Frank Auerbach

Frank Auerbach at Tate Britain


Primrose Hill, Autumn Morning, 1968

The show, currently at Tate Britain, selected by Auerbach himself includes eight or 10 paintings, mostly private loans, from each of the past six decades.
“It is the architecture that gives his paintings such authority,” Lucian Freud noted. “The composition is as right as walking down the street. The weather changes, so does the light.” His painterly approach moves in sync with developments to the city itself. Standing before “Winter Evening, Primrose Hill Study” (1974-75), a spiky pattern of thick black lines — trees, poles, fences — flaring from a damp green rectangle amid patches of sombre red and far-apart streetlamps, one remembers viscerally chilly, dark, empty, large-skied 1970s evenings.
In portraits, too, Auerbach’s shift is from opacity to clarity, impasto to greater fluidity, darkness to luxuriant colour. Always hints of posture, gesture, gaze, define the individual aura of sitter and milieu. 

Auerbach seeks “to pin down an experience in its essential aspect before it disappears”, in a raw idiom born of the postwar conviction that to sustain figuration, as Bacon foresaw, “reworking the image will demand more and more profound, sensational and evocative ways” of handling paint.

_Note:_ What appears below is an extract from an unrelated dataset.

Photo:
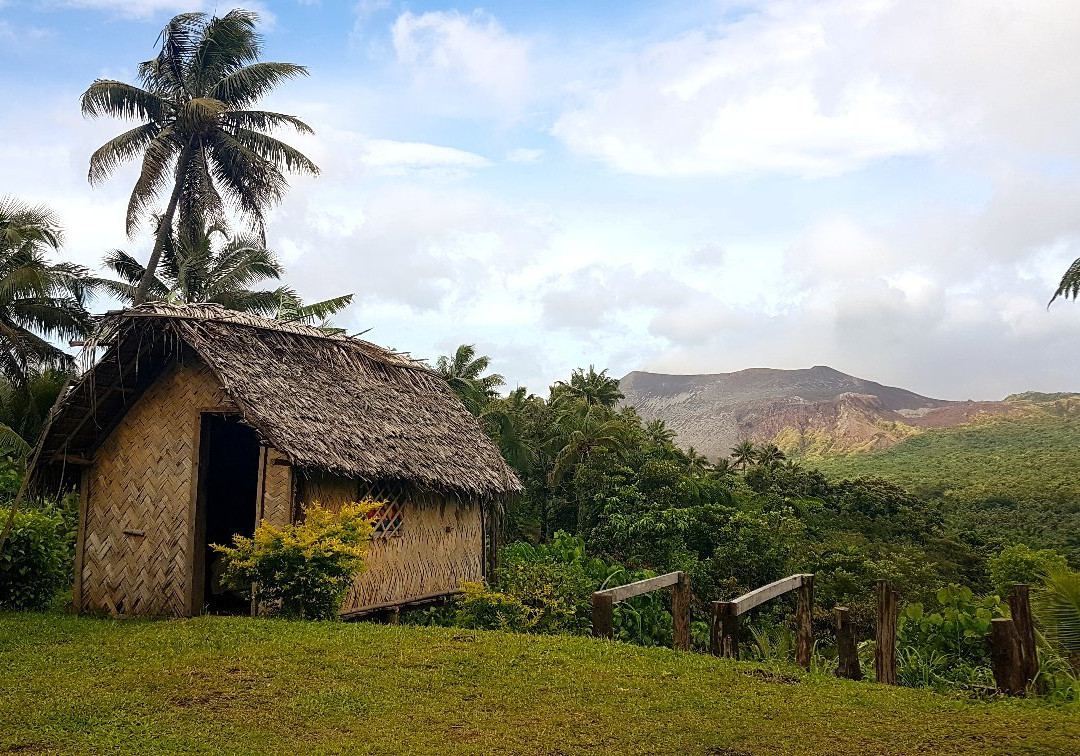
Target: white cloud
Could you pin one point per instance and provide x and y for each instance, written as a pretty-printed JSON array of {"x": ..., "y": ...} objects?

No living British artist has grasped that nettle more inventively and intelligently than Auerbach. “Painting for me is a set of connections,” he says, “a set of sensations of conflicting movements and experiences, which somehow one hopes has congealed or cohered or risen out of the battle into being an image that stands up for itself.” Many magnificently memorable images stand up for themselves in this memorable exhibition.